Last evening’s ride looked like fun with a lot of new faces. I try to greet them all as many riders often younger keep themselves to themselves and that is when you get that cold, exclusive feeling sometimes joining a new cycle group. The Tuesday ride is far from that, on the contrary, there is a lot of banter and ribbing. But it must be noted that you won’t get much response if the ribbing is confined to words. You need to match it with legs and lungs.
I was only going to ride two laps as my big bro was down and I was feeling decidedly under the weather, perhaps a hangover from Sunday’s blast. So the ride went off fairly steady with no really hard efforts.
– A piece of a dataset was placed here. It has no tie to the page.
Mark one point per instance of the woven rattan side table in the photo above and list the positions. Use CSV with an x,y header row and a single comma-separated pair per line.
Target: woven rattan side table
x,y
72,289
It was going to be a jolly, or so I thought.
Cruising down the Prom at about 30mph a pedestrian crossing light turned red. Just as for cars it went amber first. A moment’s hesitation and the front runners blasted through. Prats (self edited the original phrase)! That sort of riding gets me more incensed than bad drivers. We all know that normal people become morons as soon as the ignition key is turned but we are cyclists, more tuned into the road and its dangers. I was livid, waited for the lights to change and then chased down the leaders. I spoke to one youngster, the only one that I saw pass through the lights. His answer was that at 30mph (I am sure that he said 40 – now that is over the top) it is too risky to stop. He obviously doesn’t drive. The law is the same for drivers and, whilst they don’t have a good track record, I have never seen one go through red on a pedestrian crossing. The amber gives you enough time to stop.
The Tuesday ride that Glyn organised is fun. It is fast if you want it to be. It is also dangerous. Many riders are too frightened to race because it is scary travelling at speed in a bunch. But that is racing and riders are soon made aware of the dangers. The Tuesday Thrash is a lot like racing a 4th cat race with one exception, there is the sheep like bunch mentality, the greater the number, the safer you are. Nothing could be further from the truth. Sure, the drivers have a recognisable group to try to avoid or let through but the risk of crashing is way more than in a road race with so many inexperienced riders. I, for one, concentrate more on Tuesday nights than I ever have in an actual race. I can’t bear the thought of clipping a wheel at 30mph with oncoming traffic. Take it easy guys!
….AND NEVER GO THROUGH RED AGAIN.
I don’t want drivers to think that I, as cyclist, am no better than them.
Here’s my short ride. I felt bad dropping out after two laps and Paul was riding well but we haven’t seen each other for a while and needed to eat. Well done Bro! I hope the rest of the groups enjoyed the last lap and got home safely.